Ce qu’il fallait, c’était le talent stupéfait d’une véritable artiste comme Miranda July. – celui de Moi et toi et tous ceux que nous connaissons, l’un des films les plus importants du nouveau cinéma indépendant américain né au début du millénaire – penser à un film comme celui-là, comme Kajillionaire, et surtout tenir le coup, et de le maintenir ensemble non seulement avec grâce, mais avec la capacité d’insérer des scènes et des moments de grand cinéma (toute une longue séquence qui se déroule dans la maison d’un vieil homme mourant, que le vieux Dolio et ses hommes veulent escroquer avec la complicité de Mélanie, est sensationnelle).
C’est un film sur une fille qui cherche l’amour, bien sûr, et qui finira par le trouver là où elle craignait sa destruction, mais qui Il explore et parle également de la solitude, de la dépendance physique, psychologique et émotionnelle., par quelque chose ou quelqu’un. Ce qui met à l’écran ce sentiment tout urbain et contemporain de perte et d’aliénation, et de catastrophe imminente (ces tremblements de terre continus…), qui affecte en quelque sorte tout le monde, rendant certaines dynamiques universelles.

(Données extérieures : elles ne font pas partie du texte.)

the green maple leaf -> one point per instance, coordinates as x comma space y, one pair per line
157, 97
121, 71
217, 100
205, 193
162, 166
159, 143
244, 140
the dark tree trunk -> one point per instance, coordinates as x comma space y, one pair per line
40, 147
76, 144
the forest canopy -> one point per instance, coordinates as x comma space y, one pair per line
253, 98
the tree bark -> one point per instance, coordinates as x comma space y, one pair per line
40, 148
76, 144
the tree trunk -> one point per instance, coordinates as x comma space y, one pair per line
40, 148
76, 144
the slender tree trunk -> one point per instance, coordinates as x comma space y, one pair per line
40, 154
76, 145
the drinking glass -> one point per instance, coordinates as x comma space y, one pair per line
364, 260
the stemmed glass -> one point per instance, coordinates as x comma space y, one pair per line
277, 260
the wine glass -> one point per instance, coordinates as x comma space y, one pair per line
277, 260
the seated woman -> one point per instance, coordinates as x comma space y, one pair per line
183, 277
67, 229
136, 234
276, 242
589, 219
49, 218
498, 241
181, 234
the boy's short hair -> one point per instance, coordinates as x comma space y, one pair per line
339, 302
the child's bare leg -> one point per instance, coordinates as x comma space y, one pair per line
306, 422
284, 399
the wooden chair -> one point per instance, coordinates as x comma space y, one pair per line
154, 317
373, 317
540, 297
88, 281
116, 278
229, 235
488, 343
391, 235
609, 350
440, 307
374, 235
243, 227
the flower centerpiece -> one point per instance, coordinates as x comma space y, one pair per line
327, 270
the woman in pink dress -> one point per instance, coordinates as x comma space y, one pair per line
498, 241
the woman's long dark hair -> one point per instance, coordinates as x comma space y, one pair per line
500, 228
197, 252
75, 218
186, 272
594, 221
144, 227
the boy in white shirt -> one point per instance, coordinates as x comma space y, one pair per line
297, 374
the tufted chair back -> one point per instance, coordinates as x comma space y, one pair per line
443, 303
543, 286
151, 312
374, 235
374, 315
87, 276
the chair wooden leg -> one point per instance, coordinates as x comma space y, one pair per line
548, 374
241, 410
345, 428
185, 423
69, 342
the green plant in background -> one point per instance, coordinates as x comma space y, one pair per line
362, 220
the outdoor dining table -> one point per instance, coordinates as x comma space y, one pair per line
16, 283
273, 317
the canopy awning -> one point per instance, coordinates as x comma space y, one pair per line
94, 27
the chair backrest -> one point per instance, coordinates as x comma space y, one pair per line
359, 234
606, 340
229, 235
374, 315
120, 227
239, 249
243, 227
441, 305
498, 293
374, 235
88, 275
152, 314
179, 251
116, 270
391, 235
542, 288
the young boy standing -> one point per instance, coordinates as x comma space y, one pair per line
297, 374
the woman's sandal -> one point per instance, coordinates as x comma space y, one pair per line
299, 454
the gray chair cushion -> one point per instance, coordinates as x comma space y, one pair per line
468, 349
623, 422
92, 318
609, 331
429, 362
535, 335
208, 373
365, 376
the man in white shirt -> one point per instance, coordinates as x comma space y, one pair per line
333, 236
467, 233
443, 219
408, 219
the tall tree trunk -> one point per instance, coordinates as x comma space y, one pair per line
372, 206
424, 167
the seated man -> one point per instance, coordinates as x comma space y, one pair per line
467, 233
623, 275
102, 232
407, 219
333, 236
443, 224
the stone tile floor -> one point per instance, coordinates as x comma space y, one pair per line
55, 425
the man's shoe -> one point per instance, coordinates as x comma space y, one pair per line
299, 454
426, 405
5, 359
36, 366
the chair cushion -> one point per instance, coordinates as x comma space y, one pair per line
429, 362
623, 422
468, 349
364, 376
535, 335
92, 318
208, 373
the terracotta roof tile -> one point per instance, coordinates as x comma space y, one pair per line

Miranda July joue avec les stéréotypes et les renverse au moment où on s’y attend le moins. Elle aborde le thème sans fin et effrayant des relations humaines et familiales avec une simplicité pragmatique et une capacité de réflexion latérale, qui la fait toujours aller droit au cœur des problèmes et des sentiments, avec économie de mouvement et puissance d’implication.
C’est un film triste et mélancolique déguisé en comédie loufoque, Kajillionaire. Tellement triste qu’à plusieurs reprises au moins, les larmes me montent aux yeux. Il flirte même avec la mort, à plus d’une occasion, avec une clarté, mais aussi une lucidité vraiment extraordinaire.
Mais au cœur de cette tristesse existentielle généralisée, Miranda July a caché un joyau lumineux fait de vie et d’espoir. De cette lumière, dans Kajillionaire Le vieux Dolio apprendra à ne plus avoir peur.
Le fait que, lors de sa sortie en Italie, ce film ait été rejeté même par des personnes sans méfiance n’est peut-être pas une coïncidence : en pleine pandémie, cela a peut-être touché des cordes trop sensibles.